Dr. Dello-Russo received his MA and Ph.D. in Anthropology (1990, 1999) from University of New Mexico; Professional cadastral surveyor for BLM in Colorado & Montana 1977- 1984; active in archaeology since 1985 and in the Southwest since 1987; Owned & directed CRM firm Escondida Research Group, LLC in NM 1993-2002 then co-owned & co-directed in NM & CO 2002-present; Created and managed cultural resource compliance program for NM Department of Game & Fish 2005-2007; joined the Museum of New Mexico in 2007 as Deputy Director for Office of Archaeological Studies.His expertise is in lithic technology and lithic sourcing studies using X-ray fluorescence, paleoenvironmental research, geoarchaeology, rockshelter archaeology, early maize in the Southwest, and Paleoindian & Archaic hunter-gatherers. _____________________________________
Todd Brown, Miner/Owner, Casa Grande Trading Post, Cerrillos Turquoise Mining Museum, spoke on The Little Chalchihuitl: Best Turquoise Mine in the Cerrillos Mining District of NM
During a NM snowstorm, Todd took the long way around the Grand Central Mountainwas to his home in the Cerrillos Mining District..He came across a vein of brilliant green turquoise and decided to stop and chip off some of the stone. After working it for some time he got about 2 lbs of rough, natural turquoise before covering the vein and heading for home.
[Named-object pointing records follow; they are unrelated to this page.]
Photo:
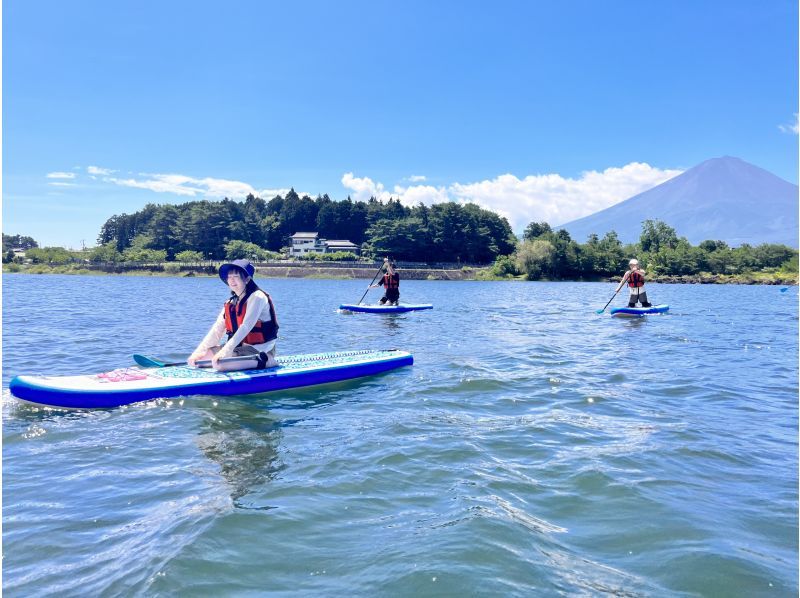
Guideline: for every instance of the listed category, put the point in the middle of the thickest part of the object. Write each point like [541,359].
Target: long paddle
[599,311]
[370,284]
[149,362]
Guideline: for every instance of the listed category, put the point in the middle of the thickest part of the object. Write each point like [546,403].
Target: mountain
[724,199]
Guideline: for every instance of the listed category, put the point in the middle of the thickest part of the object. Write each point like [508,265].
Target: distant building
[341,245]
[304,243]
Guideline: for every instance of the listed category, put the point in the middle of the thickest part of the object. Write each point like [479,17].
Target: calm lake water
[535,448]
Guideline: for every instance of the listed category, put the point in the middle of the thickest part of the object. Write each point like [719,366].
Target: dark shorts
[640,298]
[247,350]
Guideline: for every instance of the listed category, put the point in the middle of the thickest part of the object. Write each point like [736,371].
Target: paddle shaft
[203,363]
[609,301]
[380,269]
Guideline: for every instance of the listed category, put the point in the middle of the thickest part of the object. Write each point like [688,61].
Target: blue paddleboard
[133,384]
[385,309]
[637,312]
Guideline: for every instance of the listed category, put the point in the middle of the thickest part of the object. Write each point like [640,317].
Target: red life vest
[235,310]
[636,279]
[391,281]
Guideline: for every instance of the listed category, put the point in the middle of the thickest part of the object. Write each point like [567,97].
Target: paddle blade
[148,362]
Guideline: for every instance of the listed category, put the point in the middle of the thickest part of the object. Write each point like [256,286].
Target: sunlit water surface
[534,448]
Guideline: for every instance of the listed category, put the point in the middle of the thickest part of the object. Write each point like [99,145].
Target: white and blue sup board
[133,384]
[385,309]
[638,312]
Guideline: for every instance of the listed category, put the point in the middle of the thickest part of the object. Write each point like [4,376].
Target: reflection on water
[244,443]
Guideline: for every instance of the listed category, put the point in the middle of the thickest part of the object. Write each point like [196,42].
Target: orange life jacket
[235,310]
[391,281]
[636,279]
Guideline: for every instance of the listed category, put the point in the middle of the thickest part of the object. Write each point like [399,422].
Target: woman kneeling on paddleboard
[635,279]
[247,318]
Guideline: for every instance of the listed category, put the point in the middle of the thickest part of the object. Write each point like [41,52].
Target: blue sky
[538,110]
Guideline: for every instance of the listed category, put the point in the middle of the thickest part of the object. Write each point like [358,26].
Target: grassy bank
[769,276]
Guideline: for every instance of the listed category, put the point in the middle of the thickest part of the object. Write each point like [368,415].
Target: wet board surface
[637,312]
[385,309]
[132,384]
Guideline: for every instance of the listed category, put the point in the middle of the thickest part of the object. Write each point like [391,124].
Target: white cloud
[544,197]
[364,188]
[179,184]
[791,128]
[268,194]
[96,170]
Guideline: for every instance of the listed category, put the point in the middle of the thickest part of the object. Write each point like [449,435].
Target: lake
[535,448]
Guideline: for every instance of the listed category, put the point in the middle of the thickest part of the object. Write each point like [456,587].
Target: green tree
[534,258]
[188,256]
[535,230]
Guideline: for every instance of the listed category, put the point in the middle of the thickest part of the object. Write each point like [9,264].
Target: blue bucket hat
[245,268]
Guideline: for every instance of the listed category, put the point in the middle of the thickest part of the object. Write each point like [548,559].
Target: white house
[341,245]
[303,243]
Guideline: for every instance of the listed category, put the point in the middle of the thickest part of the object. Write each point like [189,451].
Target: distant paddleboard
[638,312]
[385,309]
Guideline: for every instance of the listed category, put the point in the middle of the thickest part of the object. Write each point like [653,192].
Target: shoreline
[466,273]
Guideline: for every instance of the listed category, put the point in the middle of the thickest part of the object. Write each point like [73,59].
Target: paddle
[149,362]
[599,311]
[370,284]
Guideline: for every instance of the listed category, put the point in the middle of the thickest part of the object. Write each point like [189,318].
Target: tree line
[544,253]
[445,232]
[452,232]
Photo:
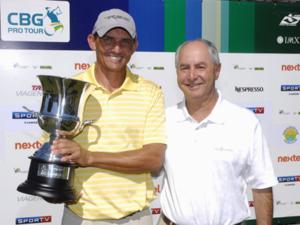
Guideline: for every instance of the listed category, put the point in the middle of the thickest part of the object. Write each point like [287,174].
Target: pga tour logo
[42,21]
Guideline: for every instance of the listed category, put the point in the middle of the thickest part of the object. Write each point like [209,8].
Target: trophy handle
[85,123]
[30,110]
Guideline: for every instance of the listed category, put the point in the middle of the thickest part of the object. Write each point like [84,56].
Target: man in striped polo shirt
[126,143]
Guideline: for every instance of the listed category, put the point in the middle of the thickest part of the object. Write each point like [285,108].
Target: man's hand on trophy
[71,151]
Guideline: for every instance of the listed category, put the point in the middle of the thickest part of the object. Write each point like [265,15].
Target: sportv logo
[248,89]
[290,20]
[37,219]
[38,21]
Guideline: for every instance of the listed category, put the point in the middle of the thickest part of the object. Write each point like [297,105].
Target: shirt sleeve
[155,119]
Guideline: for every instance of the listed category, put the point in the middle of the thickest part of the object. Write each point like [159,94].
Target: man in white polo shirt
[215,150]
[126,142]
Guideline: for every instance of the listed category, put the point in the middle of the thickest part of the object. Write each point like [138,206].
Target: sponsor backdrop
[49,37]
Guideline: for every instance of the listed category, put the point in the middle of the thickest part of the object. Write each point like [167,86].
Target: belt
[169,222]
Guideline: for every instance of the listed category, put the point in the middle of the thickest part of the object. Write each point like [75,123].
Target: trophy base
[50,181]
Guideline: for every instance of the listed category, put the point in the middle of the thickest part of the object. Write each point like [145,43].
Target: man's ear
[217,71]
[91,41]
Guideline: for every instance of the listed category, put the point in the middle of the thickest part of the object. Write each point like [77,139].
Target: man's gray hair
[212,49]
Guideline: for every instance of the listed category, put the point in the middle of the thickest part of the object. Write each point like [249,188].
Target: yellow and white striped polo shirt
[125,119]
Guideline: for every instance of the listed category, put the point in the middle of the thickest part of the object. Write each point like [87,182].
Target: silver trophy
[62,109]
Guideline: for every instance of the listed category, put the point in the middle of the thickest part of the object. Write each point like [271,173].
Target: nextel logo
[37,219]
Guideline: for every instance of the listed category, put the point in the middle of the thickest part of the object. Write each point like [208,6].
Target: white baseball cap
[114,18]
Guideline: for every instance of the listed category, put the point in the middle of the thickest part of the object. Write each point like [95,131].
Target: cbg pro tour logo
[42,21]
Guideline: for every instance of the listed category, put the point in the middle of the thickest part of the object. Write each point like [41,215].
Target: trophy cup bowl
[61,109]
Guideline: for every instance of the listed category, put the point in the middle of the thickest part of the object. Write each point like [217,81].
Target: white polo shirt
[209,165]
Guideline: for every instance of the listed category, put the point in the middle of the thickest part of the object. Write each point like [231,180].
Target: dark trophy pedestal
[62,109]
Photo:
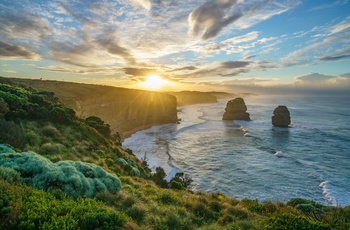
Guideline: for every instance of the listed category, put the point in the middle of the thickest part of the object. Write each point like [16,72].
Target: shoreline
[128,133]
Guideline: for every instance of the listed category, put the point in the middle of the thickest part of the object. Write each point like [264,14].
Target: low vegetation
[58,171]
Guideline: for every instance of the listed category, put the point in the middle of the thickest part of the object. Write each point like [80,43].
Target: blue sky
[224,45]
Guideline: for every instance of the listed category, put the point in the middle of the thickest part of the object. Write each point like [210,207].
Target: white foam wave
[334,195]
[248,135]
[278,154]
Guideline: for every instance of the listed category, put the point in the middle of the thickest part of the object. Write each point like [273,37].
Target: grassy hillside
[59,171]
[125,110]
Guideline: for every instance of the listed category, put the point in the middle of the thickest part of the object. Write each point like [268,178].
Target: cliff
[125,110]
[193,97]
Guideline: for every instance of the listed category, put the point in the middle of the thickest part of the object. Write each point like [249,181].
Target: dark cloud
[79,55]
[313,79]
[210,18]
[8,51]
[79,17]
[114,48]
[184,68]
[249,57]
[139,72]
[234,64]
[335,58]
[20,25]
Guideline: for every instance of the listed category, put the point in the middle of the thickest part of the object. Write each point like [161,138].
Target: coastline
[128,133]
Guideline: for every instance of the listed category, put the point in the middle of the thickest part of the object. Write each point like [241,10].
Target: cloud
[139,72]
[8,51]
[331,37]
[316,80]
[335,58]
[209,19]
[184,68]
[24,25]
[234,64]
[115,49]
[329,5]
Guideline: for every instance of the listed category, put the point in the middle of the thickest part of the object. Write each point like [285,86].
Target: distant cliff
[125,110]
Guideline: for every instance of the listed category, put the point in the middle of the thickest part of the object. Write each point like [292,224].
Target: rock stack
[236,110]
[281,116]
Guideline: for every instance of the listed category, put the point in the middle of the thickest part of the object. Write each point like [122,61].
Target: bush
[291,221]
[184,180]
[137,213]
[50,131]
[166,198]
[74,178]
[159,177]
[10,175]
[52,148]
[100,219]
[11,134]
[99,125]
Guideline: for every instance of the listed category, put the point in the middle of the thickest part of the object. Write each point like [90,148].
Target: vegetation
[61,172]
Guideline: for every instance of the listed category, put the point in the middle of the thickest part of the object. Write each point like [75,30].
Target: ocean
[237,158]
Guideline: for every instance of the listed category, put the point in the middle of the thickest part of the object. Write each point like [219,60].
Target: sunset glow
[255,46]
[153,82]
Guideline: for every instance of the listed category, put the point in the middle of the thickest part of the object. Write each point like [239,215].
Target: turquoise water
[237,158]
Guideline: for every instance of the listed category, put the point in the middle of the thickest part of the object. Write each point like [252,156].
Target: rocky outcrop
[236,110]
[125,110]
[281,116]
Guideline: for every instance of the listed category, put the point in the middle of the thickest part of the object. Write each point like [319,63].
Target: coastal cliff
[125,110]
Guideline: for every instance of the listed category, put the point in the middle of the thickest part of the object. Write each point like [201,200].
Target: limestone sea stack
[281,116]
[236,110]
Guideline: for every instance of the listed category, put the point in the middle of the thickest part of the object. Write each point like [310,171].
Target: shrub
[52,148]
[159,177]
[11,134]
[291,221]
[166,198]
[50,131]
[238,212]
[10,175]
[74,178]
[99,125]
[137,212]
[100,219]
[183,179]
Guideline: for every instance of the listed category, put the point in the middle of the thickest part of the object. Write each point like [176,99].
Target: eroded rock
[236,110]
[281,116]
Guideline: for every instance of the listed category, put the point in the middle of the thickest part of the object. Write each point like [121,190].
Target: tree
[180,179]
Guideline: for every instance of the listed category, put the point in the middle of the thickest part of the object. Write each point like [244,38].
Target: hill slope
[125,110]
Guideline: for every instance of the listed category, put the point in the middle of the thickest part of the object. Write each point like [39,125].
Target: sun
[153,82]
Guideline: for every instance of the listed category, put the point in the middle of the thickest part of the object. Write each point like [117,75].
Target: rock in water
[236,110]
[281,116]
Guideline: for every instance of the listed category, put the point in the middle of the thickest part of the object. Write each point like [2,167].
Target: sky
[260,46]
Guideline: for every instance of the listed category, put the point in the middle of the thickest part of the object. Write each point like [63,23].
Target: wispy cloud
[8,51]
[332,37]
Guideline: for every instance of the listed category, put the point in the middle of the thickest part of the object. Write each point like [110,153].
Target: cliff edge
[125,110]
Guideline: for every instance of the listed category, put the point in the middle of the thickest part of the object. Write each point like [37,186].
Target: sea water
[238,158]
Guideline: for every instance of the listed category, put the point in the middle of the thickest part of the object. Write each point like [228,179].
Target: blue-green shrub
[75,178]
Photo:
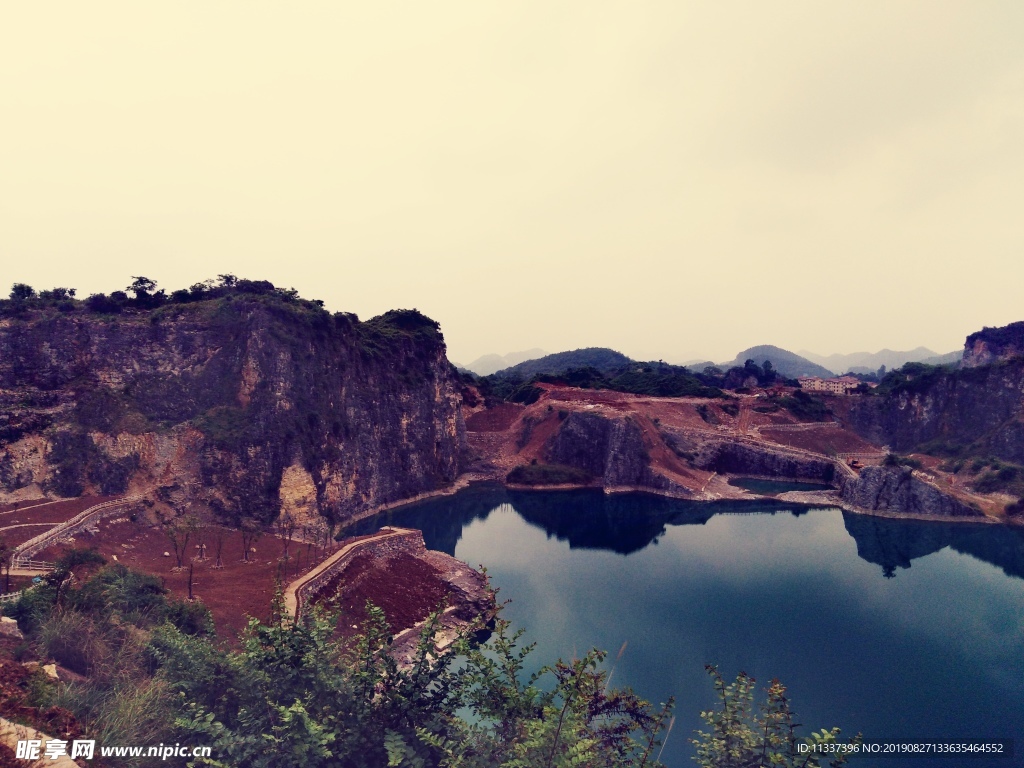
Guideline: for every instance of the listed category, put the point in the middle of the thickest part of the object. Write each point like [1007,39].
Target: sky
[672,179]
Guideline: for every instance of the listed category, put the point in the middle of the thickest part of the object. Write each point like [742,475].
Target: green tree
[141,287]
[22,292]
[740,736]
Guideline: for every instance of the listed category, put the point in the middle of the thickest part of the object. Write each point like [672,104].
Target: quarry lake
[897,629]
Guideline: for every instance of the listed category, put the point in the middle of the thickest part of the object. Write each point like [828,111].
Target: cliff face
[896,489]
[983,404]
[248,404]
[992,344]
[611,450]
[744,459]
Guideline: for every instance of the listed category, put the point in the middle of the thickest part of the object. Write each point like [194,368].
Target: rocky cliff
[748,459]
[991,344]
[980,407]
[611,450]
[896,489]
[248,403]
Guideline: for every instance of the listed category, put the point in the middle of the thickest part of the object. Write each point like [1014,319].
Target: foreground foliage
[739,736]
[296,693]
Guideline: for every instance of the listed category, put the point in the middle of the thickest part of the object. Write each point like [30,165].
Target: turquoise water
[896,629]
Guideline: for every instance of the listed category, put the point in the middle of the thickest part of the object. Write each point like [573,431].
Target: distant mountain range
[785,363]
[870,361]
[602,358]
[791,365]
[489,364]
Thirty five years later, still dreaming of the green color turquoise he had found that day, he decided to file for a mining claim with the Bureau of Land Management. Todd now produces the turquoise into cabachons and settings in sterling silver.
Todd Brown has been a resident of Cerrillos, New Mexico for the past 39 years.He is a self-taught miner and the owner of the Casa Grande Trading Post, Cerrillos Petting Zoo and the Cerrillos Turquoise Mining Museum in the Village of Cerrillos. He also is very busy as the Cerrillos Hills Park Manager and the Ortiz Preserve Manager.He is on the Cerrillos Water Board and was the founder of the Cerrillos Historical Society.
-------------------------------------------------- Regge N. Wiseman, Office of Archaeological Studies, Department of Cultural Afairs, Museum of NM Sitio Creston and the PreHistory of NorthEastern New Mexico and SouthEastern Colorado
The prehistory of eastern New Mexico differs significantly from that of the Rio Grande basin; even though the two regions are only sepatated by the Sangre de Cristo mountains. While most New Mexico archaeologists assume that the archaeologies of the two regions are closely linked, this appears not to be the case. More recent research, coupled with a broader perspective that brings in knowledge of Plains archaeology, is now balancing our view in a much more realistic way.
Regge Wiseman was born and raised in Roswell where he first developed an interest in archaeology. He was educated at the University of New Mexico and Arizona State University. Although retired from the Office of Archaeological Studies at the Museum of New Mexico in January 2000, he recently went back on payroll to complete the laboratory and report-writing phases of an archaeological project east of Carlsbad. The archaeological site of Sitio Creston (tonight's topic) was excavated in the fall of 1972, prior to the construction of Interstate Highway 12 near Las Vegas.